Pictured: Patrick Osakwe, Chief, Africa Section, UNCTAD

African countries need to adopt a new approach to Intra-Africa trade. This is the underlying message in the United Nations Conference on Trade and Development’s Economic Development in Africa Report 2013, titled ‘Intra-Africa Trade: Unlocking Private Sector Dynamism’.

Speaking in Johannesburg when the report was released, Patrick Osakwe, team leader of this report, says: “The average transport costs in Africa represent 7.7% of total export value, which is twice the world average of 3.7%. Boosting intra-Africa trade will require extensive changes in trade policy and the establishment of new infrastructure specifically designed to foster it.”

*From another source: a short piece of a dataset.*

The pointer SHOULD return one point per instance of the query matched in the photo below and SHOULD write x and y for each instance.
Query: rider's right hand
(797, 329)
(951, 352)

After the launch, Osakwe told Transport World Africa: “Governments on the continent are serious about eradicating non-tariff barriers, especially at border posts, but it is the employees at the coal face that are the hindrance to eliminating them. This is because they are not being informed properly by their respective governments of changing legislation regarding size of axle loads and the lengths of the vehicles.

“Paying bribes to officials is also a major concern, because at the end of the day it makes the goods more expensive for the consumer because the cost is inevitably passed onto them.

“Transport is one of the most important aspects in promoting intra-Africa trade and is also one of the biggest constraints due to infrastructure issues and non-tariff barriers affecting the transport sector. It is a big challenge and it is something we are not going to be able to solve over the next two to three years. However, in the medium to long term, I am optimistic that we will see an improvement in intra-Africa trade if we keep the momentum going in improving Africa’s road infrastructure and border crossing issues along with eradicating non-tariff barriers.”